The  ever-dependable  Sharib Hashmi tries hard to tilt the imbalance  in  Nalin’s  excessively  complaisant character. Sadly, a  lot of Sharib’s Supportive Spouse vibes are melded into comedic  concoction.Nalin caught by his wife having  meat  in his office  canteen has  shots of the man chomping on juicy bites  with carnivorous glee.

Burp re  burp!

It is embarrassing  to watch Tarla Dalal’s inspiring  story being squeezed from both ends as though her culinary skills were  to be admired  not for their intrinsic worth but according to how her  family friends and strangers  judge her.

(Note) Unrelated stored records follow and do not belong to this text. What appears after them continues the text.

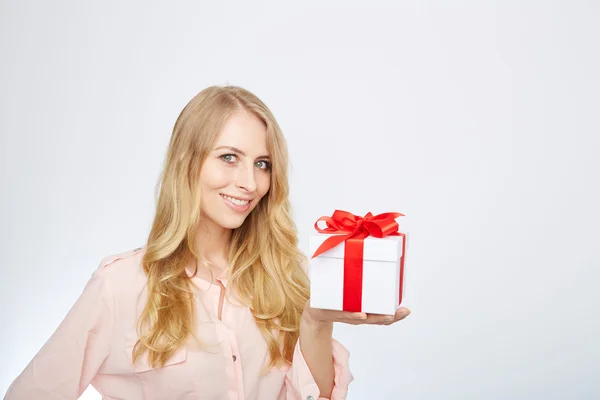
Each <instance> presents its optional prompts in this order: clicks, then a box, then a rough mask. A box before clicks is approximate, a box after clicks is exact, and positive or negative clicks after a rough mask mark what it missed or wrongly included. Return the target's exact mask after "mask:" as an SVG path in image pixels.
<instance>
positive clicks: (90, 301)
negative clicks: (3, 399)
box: [5, 270, 114, 400]
mask: <svg viewBox="0 0 600 400" xmlns="http://www.w3.org/2000/svg"><path fill="white" fill-rule="evenodd" d="M102 272H103V271H102V270H98V271H97V272H95V273H94V275H93V276H92V278H91V279H90V280H89V282H88V283H87V285H86V287H85V289H84V291H83V293H82V294H81V296H80V297H79V299H78V300H77V301H76V303H75V305H74V306H73V307H72V308H71V310H70V311H69V313H68V314H67V316H66V317H65V318H64V320H63V321H62V322H61V324H60V325H59V327H58V328H57V329H56V331H55V332H54V334H53V335H52V336H51V337H50V339H49V340H48V341H47V342H46V343H45V344H44V346H43V347H42V348H41V350H40V351H39V352H38V353H37V354H36V355H35V357H34V358H33V359H32V360H31V362H30V363H29V364H28V365H27V367H26V368H25V370H24V371H23V372H22V373H21V374H20V375H19V376H18V377H17V378H16V379H15V380H14V381H13V383H12V384H11V386H10V387H9V389H8V392H7V393H6V397H5V400H21V399H23V400H30V399H59V398H60V399H65V400H66V399H77V398H78V397H79V396H80V395H81V394H82V393H83V391H84V390H85V389H86V388H87V386H88V385H89V383H90V382H91V380H92V379H93V378H94V376H95V375H96V373H97V371H98V369H99V368H100V366H101V365H102V363H103V362H104V360H105V359H106V357H107V356H108V354H109V352H110V347H111V341H112V334H113V326H114V305H113V297H112V296H111V295H110V288H109V287H108V282H107V279H106V277H105V276H104V274H103V273H102Z"/></svg>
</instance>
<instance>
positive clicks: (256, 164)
mask: <svg viewBox="0 0 600 400" xmlns="http://www.w3.org/2000/svg"><path fill="white" fill-rule="evenodd" d="M256 166H257V167H258V168H260V169H265V170H269V169H271V163H270V162H269V161H267V160H260V161H257V162H256Z"/></svg>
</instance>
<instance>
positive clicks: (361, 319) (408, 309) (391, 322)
mask: <svg viewBox="0 0 600 400" xmlns="http://www.w3.org/2000/svg"><path fill="white" fill-rule="evenodd" d="M409 314H410V310H409V309H408V308H406V307H400V308H398V309H397V310H396V314H394V315H381V314H367V313H363V312H349V311H334V310H323V309H320V308H312V307H311V306H310V300H309V301H307V302H306V305H305V306H304V311H303V312H302V319H303V320H305V321H306V322H309V323H310V324H314V325H318V326H328V325H332V324H333V323H334V322H343V323H346V324H352V325H363V324H369V325H391V324H393V323H395V322H398V321H400V320H403V319H404V318H406V317H407V316H408V315H409Z"/></svg>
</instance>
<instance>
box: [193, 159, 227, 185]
mask: <svg viewBox="0 0 600 400" xmlns="http://www.w3.org/2000/svg"><path fill="white" fill-rule="evenodd" d="M230 181H231V176H230V174H229V173H228V171H227V170H226V169H224V168H219V166H218V165H214V164H213V163H210V164H209V163H207V164H206V165H205V166H204V168H202V173H201V174H200V182H202V188H203V189H204V190H213V189H220V188H222V187H224V186H227V185H228V184H229V182H230Z"/></svg>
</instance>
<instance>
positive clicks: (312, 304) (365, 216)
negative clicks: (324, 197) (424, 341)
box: [309, 210, 407, 315]
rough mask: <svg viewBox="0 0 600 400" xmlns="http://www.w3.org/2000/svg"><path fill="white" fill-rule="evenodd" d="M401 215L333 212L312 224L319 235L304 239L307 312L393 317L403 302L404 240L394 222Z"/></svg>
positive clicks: (317, 220)
mask: <svg viewBox="0 0 600 400" xmlns="http://www.w3.org/2000/svg"><path fill="white" fill-rule="evenodd" d="M400 216H404V214H400V213H384V214H379V215H372V214H371V213H368V214H367V215H365V216H364V217H359V216H356V215H353V214H351V213H349V212H347V211H341V210H336V211H335V212H334V213H333V215H332V216H331V217H321V218H319V219H318V220H317V222H316V223H315V229H316V230H317V231H318V232H319V233H317V234H314V235H311V236H310V237H309V253H310V254H311V255H312V257H311V259H310V262H309V267H310V305H311V307H314V308H323V309H329V310H342V311H351V312H365V313H372V314H387V315H393V314H395V312H396V310H397V308H398V307H399V306H400V304H401V303H402V295H403V286H404V265H405V262H404V260H405V253H406V239H407V236H406V232H400V231H399V225H398V223H397V222H396V221H395V218H397V217H400ZM321 221H324V222H325V223H326V225H327V227H326V228H320V227H319V222H321Z"/></svg>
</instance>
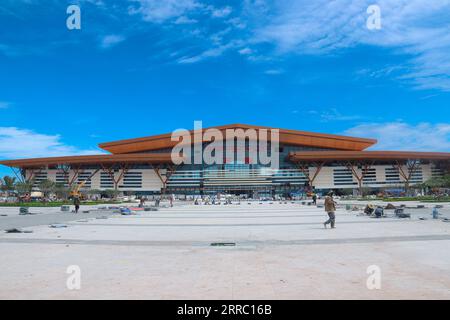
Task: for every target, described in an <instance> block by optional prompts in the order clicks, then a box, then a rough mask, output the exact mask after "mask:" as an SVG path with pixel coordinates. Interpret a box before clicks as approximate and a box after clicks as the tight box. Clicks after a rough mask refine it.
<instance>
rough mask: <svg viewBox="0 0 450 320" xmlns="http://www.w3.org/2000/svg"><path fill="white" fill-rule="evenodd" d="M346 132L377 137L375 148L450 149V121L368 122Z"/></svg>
mask: <svg viewBox="0 0 450 320" xmlns="http://www.w3.org/2000/svg"><path fill="white" fill-rule="evenodd" d="M344 134H345V135H350V136H356V137H366V138H374V139H377V140H378V144H376V145H375V146H374V147H373V149H374V150H399V151H411V150H417V151H450V123H440V124H431V123H420V124H418V125H411V124H407V123H405V122H390V123H367V124H361V125H358V126H356V127H353V128H351V129H348V130H346V131H345V132H344Z"/></svg>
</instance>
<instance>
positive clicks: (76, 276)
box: [66, 265, 81, 290]
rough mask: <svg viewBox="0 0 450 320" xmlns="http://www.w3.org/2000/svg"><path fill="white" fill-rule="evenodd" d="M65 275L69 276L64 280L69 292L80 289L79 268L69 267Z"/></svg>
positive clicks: (79, 278) (80, 272)
mask: <svg viewBox="0 0 450 320" xmlns="http://www.w3.org/2000/svg"><path fill="white" fill-rule="evenodd" d="M66 273H67V274H69V276H68V277H67V280H66V287H67V289H69V290H80V289H81V268H80V267H79V266H77V265H70V266H68V267H67V269H66Z"/></svg>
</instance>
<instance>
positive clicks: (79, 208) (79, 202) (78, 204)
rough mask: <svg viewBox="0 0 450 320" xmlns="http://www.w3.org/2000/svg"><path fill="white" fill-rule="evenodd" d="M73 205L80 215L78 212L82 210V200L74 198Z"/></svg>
mask: <svg viewBox="0 0 450 320" xmlns="http://www.w3.org/2000/svg"><path fill="white" fill-rule="evenodd" d="M73 205H74V206H75V213H78V210H80V198H78V197H75V198H73Z"/></svg>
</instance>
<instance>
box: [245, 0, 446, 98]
mask: <svg viewBox="0 0 450 320" xmlns="http://www.w3.org/2000/svg"><path fill="white" fill-rule="evenodd" d="M249 2H250V1H249ZM256 2H257V5H255V7H256V8H257V9H258V8H260V7H264V8H266V9H265V10H262V11H260V12H261V16H260V17H259V20H260V21H261V22H260V24H259V26H256V27H255V28H254V30H253V31H254V35H253V37H252V39H251V41H252V42H253V43H272V44H274V45H275V46H276V53H277V54H279V55H281V54H286V53H292V52H295V53H299V54H330V53H336V52H338V51H339V50H340V49H345V48H349V47H355V46H357V45H371V46H377V47H385V48H391V49H394V51H395V52H396V53H399V54H407V55H409V57H410V58H409V60H408V61H406V65H407V66H408V70H404V71H403V76H402V77H401V79H402V80H404V81H410V82H412V84H413V85H414V86H415V87H416V88H417V89H440V90H444V91H450V59H449V58H448V57H449V55H448V52H450V32H449V30H450V28H449V22H448V21H449V18H450V0H440V1H429V0H396V1H391V0H378V1H376V4H377V5H379V6H380V8H381V19H382V20H381V21H382V29H381V30H376V31H374V30H368V29H367V28H366V19H367V17H368V14H367V13H366V9H367V7H368V6H369V5H371V4H373V1H372V0H360V1H353V0H335V1H329V0H319V1H309V0H297V1H285V2H276V3H273V4H272V7H271V8H270V12H271V14H270V15H268V14H267V11H268V10H267V6H270V4H268V2H266V1H262V0H259V1H256ZM262 3H263V4H262ZM247 10H251V8H247ZM255 11H256V10H255Z"/></svg>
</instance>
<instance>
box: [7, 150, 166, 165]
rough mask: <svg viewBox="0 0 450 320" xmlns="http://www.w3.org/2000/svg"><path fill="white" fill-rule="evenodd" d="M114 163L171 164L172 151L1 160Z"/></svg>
mask: <svg viewBox="0 0 450 320" xmlns="http://www.w3.org/2000/svg"><path fill="white" fill-rule="evenodd" d="M112 163H147V164H165V163H167V164H171V163H172V158H171V154H170V153H132V154H100V155H89V156H69V157H51V158H33V159H19V160H1V161H0V164H3V165H5V166H8V167H15V168H36V167H43V166H52V165H55V166H56V165H72V166H76V165H89V164H95V165H97V164H112Z"/></svg>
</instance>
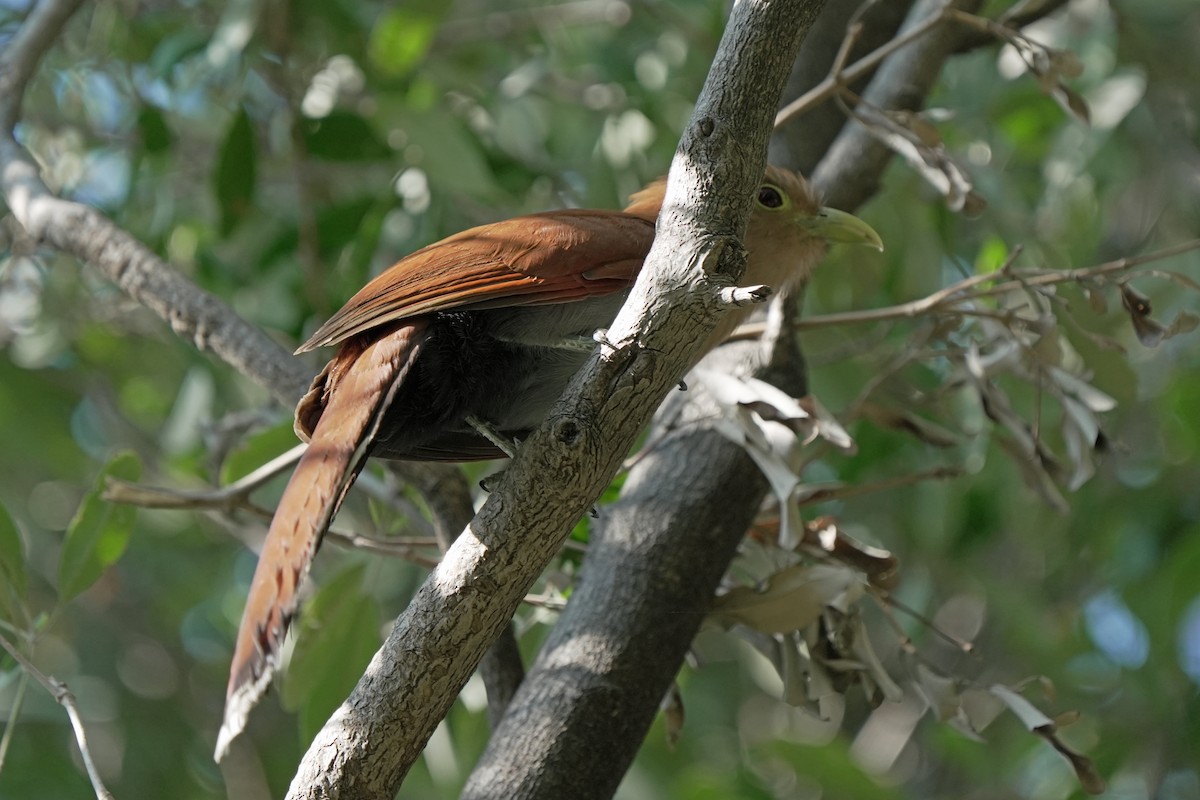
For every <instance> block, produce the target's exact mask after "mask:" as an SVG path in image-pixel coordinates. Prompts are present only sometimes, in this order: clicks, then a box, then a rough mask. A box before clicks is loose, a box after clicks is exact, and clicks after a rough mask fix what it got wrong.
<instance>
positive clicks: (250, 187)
mask: <svg viewBox="0 0 1200 800" xmlns="http://www.w3.org/2000/svg"><path fill="white" fill-rule="evenodd" d="M257 172H258V154H257V150H256V146H254V127H253V126H252V125H251V122H250V115H248V114H246V109H240V110H239V112H238V114H235V115H234V118H233V124H232V125H230V126H229V131H228V133H226V138H224V142H222V143H221V151H220V152H218V154H217V166H216V172H215V174H214V184H215V190H216V196H217V205H218V207H220V209H221V234H222V235H229V233H230V231H232V230H233V229H234V228H235V227H236V225H238V223H239V222H240V221H241V219H242V218H244V217H245V216H246V215H247V213H248V212H250V210H251V206H252V205H253V200H254V182H256V179H257Z"/></svg>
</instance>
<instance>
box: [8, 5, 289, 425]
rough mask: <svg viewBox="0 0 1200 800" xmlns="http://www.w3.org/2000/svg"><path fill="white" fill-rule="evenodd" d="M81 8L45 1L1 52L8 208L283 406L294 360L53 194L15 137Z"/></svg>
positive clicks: (288, 396)
mask: <svg viewBox="0 0 1200 800" xmlns="http://www.w3.org/2000/svg"><path fill="white" fill-rule="evenodd" d="M79 5H80V2H79V0H42V1H41V2H38V4H37V5H36V6H35V7H34V10H32V11H31V12H30V14H29V17H26V19H25V22H24V24H23V25H22V26H20V29H19V30H18V31H17V34H16V35H14V36H13V37H12V40H11V41H10V42H8V43H7V46H6V47H5V48H4V49H2V50H0V192H2V193H4V199H5V201H6V203H7V205H8V209H10V210H11V211H12V213H13V216H14V217H16V218H17V221H18V222H19V223H20V225H22V227H23V228H24V229H25V230H26V231H28V233H29V234H30V236H32V237H34V239H35V240H38V241H41V242H44V243H48V245H52V246H53V247H55V248H58V249H60V251H62V252H65V253H71V254H72V255H74V257H77V258H78V259H79V260H82V261H84V263H85V264H88V265H90V266H91V267H94V269H97V270H100V271H101V272H102V273H103V275H104V276H106V277H107V278H109V279H110V281H113V282H114V283H115V284H116V285H119V287H120V288H121V289H122V290H124V291H125V293H126V294H128V295H130V296H131V297H133V299H134V300H137V301H138V302H140V303H142V305H143V306H145V307H146V308H149V309H150V311H152V312H154V313H156V314H157V315H158V317H160V318H161V319H162V320H163V321H166V323H167V324H168V325H169V326H170V327H172V330H174V331H175V333H178V335H179V336H181V337H184V338H186V339H188V341H191V342H192V343H193V344H194V345H196V347H197V348H198V349H200V350H208V351H211V353H212V354H215V355H216V356H217V357H220V359H221V360H223V361H224V362H226V363H228V365H230V366H232V367H234V368H235V369H238V371H239V372H240V373H241V374H244V375H246V377H248V378H251V379H252V380H254V381H256V383H258V384H259V385H260V386H263V387H264V389H266V390H268V391H270V392H271V395H272V396H275V398H276V399H278V401H280V402H282V403H284V404H292V403H294V402H295V398H296V397H299V396H300V395H301V393H302V392H304V390H305V389H306V387H307V384H308V371H307V369H306V368H305V367H304V365H302V363H301V362H300V361H298V360H295V359H293V357H290V354H288V353H287V350H286V349H283V348H282V347H280V344H278V343H276V342H275V341H274V339H271V338H270V337H268V336H266V335H265V333H264V332H263V331H262V330H259V329H258V327H256V326H253V325H251V324H250V323H247V321H246V320H244V319H242V318H241V317H239V315H238V314H236V313H235V312H234V311H233V308H230V307H229V306H228V305H227V303H226V302H223V301H222V300H218V299H217V297H216V296H214V295H211V294H209V293H208V291H204V290H203V289H200V288H199V287H198V285H196V284H194V283H192V282H191V281H190V279H187V278H185V277H184V276H182V275H180V273H179V272H176V271H175V270H173V269H172V267H170V266H168V265H167V264H166V263H164V261H163V260H162V259H161V258H160V257H158V255H157V254H155V253H154V252H152V251H150V249H149V248H148V247H146V246H145V245H144V243H142V242H140V241H138V240H137V239H134V237H133V236H132V235H130V233H128V231H126V230H125V229H124V228H121V227H119V225H118V224H116V223H114V222H113V221H112V219H109V218H108V217H106V216H104V215H102V213H100V212H98V211H96V210H95V209H92V207H90V206H86V205H83V204H82V203H73V201H70V200H64V199H61V198H59V197H58V196H55V194H54V193H53V192H52V191H50V190H49V188H48V187H47V186H46V184H44V182H43V181H42V178H41V170H40V169H38V166H37V163H36V162H35V160H34V157H32V156H31V155H30V154H29V151H28V150H25V148H24V146H23V145H22V144H19V143H18V142H17V139H16V138H14V136H13V127H14V125H16V122H17V119H18V115H19V110H20V104H22V98H23V96H24V91H25V88H26V85H28V84H29V79H30V76H31V74H32V73H34V71H35V70H36V67H37V64H38V61H40V60H41V58H42V55H43V54H44V53H46V50H47V49H48V48H49V47H50V46H52V44H53V43H54V41H55V40H56V38H58V36H59V35H60V34H61V31H62V26H64V25H65V24H66V22H67V20H68V19H70V18H71V14H72V13H73V12H74V11H76V8H77V7H78V6H79Z"/></svg>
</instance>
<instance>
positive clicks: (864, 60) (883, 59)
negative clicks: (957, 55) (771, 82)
mask: <svg viewBox="0 0 1200 800" xmlns="http://www.w3.org/2000/svg"><path fill="white" fill-rule="evenodd" d="M949 10H950V5H949V2H947V4H944V5H943V6H942V8H941V10H938V11H937V12H936V13H932V14H930V16H929V17H926V18H925V19H923V20H920V22H919V23H917V24H916V25H913V26H912V28H911V29H908V30H907V31H905V32H902V34H900V35H899V36H896V37H895V38H893V40H892V41H889V42H888V43H886V44H882V46H881V47H877V48H876V49H875V50H872V52H871V53H869V54H866V55H864V56H863V58H860V59H859V60H858V61H854V64H853V65H851V66H848V67H846V68H845V70H841V71H840V72H838V71H834V72H832V73H830V74H829V77H828V78H826V79H824V80H822V82H821V83H818V84H817V85H816V86H814V88H812V89H810V90H808V91H806V92H804V94H803V95H800V96H799V97H797V98H796V100H793V101H792V102H791V103H788V104H787V106H785V107H784V108H782V109H780V112H779V113H778V114H776V115H775V127H776V128H778V127H781V126H784V125H787V124H788V122H791V121H792V120H793V119H796V118H797V116H799V115H800V114H803V113H804V112H808V110H809V109H811V108H812V107H815V106H817V104H820V103H823V102H824V101H827V100H829V98H830V97H833V96H834V95H835V94H836V92H838V90H840V89H841V88H842V86H845V85H847V84H851V83H854V82H856V80H858V79H859V78H862V77H863V76H865V74H866V73H869V72H870V71H871V70H874V68H875V67H877V66H878V65H880V64H881V62H882V61H883V60H884V59H886V58H888V56H889V55H892V54H893V53H895V52H896V50H899V49H900V48H902V47H904V46H906V44H908V43H910V42H913V41H916V40H918V38H920V37H922V36H924V35H925V34H928V32H929V31H931V30H934V29H935V28H937V25H940V24H941V23H943V22H946V20H948V19H949V18H950V16H949ZM852 31H853V25H851V31H848V32H847V37H850V36H851V35H854V36H857V32H852Z"/></svg>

There is a sequence somewhere in the first-half when Tarla is finding her groove, when a “sophisticated” female publisher(we can tell by her  body language  though luckily for  her she is not smoking)  stares at Tarla  and  finally sighs, “You are made  for big things, ”  blah blah.

The problem with such a hagiographic  tale is that  it allows characters around  the hero to say things about her that we  already know. However stating the obvious is  not this biopic’s biggest crime. Mediocrity is. Every frame is like a reminder of  the inception of satellite television days. As for  Huma  Qureshi as Tarla Dalal, if you have seen Meryl Streep play the gourmet queen in  Julia & Julia, you  would know the  difference.